The IT folks need to be visited by the accounting folks for a little "Come-to-Jesus" meeting in that case. Or did they think that SQL server's interactive SQL interface was so very nice that anyone could use it without training and without making a costly mistake? Let's see now... "Was the keyword I wanted... DELETE or DROP?"
Access is DESIGNED for rapid application development, but it has hooks to extend its service life beyond the up-scale to SQL Server as a BE. "Extending service life" means "spending less money" - which should perk up your finance people's ears. It is DESIGNED to hide details from the casual users of the application.
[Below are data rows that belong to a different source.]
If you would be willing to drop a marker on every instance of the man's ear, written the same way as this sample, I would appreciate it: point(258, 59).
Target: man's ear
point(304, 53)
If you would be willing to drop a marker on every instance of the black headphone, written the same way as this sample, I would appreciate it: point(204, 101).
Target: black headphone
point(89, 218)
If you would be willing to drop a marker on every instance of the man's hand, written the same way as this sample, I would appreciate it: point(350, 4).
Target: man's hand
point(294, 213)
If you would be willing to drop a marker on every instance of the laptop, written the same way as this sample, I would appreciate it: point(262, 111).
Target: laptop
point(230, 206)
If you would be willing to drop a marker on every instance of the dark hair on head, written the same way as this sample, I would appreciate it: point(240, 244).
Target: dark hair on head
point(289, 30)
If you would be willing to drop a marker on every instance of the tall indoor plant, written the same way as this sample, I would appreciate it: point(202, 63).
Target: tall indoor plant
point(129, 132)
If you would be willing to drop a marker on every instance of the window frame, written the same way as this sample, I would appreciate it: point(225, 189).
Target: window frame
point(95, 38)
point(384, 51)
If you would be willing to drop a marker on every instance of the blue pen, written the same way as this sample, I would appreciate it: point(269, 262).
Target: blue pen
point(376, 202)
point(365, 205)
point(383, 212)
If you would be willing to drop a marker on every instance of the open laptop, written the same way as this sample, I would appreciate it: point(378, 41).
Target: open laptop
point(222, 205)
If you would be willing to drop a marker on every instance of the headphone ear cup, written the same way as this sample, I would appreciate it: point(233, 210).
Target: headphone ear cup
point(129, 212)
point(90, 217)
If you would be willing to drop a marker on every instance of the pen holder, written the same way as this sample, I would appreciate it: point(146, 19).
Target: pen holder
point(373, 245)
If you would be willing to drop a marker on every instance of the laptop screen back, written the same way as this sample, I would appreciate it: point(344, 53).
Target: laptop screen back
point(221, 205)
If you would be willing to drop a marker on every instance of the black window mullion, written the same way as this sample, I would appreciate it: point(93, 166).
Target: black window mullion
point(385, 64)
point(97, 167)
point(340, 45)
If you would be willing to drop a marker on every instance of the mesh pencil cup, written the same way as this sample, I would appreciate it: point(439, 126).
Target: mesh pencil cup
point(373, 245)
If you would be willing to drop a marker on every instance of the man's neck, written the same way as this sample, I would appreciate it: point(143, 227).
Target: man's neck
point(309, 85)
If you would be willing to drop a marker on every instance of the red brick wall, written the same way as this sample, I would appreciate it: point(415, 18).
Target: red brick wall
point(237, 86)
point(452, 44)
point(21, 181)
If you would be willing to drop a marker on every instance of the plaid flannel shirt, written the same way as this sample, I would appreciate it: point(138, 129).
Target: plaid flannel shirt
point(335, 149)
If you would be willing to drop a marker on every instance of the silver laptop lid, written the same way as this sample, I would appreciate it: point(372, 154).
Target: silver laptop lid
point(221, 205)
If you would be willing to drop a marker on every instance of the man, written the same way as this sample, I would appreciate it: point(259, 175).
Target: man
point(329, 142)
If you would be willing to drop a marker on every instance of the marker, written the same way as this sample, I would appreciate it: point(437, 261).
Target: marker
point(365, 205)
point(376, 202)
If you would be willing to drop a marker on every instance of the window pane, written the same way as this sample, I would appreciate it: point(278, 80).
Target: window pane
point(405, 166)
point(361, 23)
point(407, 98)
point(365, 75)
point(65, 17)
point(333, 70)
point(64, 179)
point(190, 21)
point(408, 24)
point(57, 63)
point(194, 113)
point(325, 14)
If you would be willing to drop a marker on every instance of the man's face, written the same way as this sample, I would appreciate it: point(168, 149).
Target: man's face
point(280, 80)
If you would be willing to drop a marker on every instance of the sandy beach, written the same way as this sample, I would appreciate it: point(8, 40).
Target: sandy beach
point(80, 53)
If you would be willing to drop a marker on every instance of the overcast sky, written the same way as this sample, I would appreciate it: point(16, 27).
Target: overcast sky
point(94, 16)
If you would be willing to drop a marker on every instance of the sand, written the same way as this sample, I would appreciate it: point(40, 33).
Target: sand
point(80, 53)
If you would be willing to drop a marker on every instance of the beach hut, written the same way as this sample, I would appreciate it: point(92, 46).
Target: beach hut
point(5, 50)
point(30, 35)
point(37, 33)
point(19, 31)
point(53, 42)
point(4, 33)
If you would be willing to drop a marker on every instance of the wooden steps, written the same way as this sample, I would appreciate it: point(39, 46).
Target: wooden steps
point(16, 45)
So that they DON'T have to remember whether the keyword was DROP, DELETE, or ERASE. It was DESIGNED to minimize cost of use in terms of training and of protecting against accidental data loss - by not showing folks some of the ways it is possible to so badly SCREW UP your DB. Between reducing (but NOT eliminating) training needs and reducing (but NOT eliminating) expensive maintenance, an Access front end can actually save you money vs. re-inventing a complex VB wheel. Saving money is NOT always something an IT guy can ignore. I've never yet seen a set of IT folks that could compleletly win an argument with the bean-counters who cut their paychecks.
If the IT problem is something else, I need to know what it is before I can address it.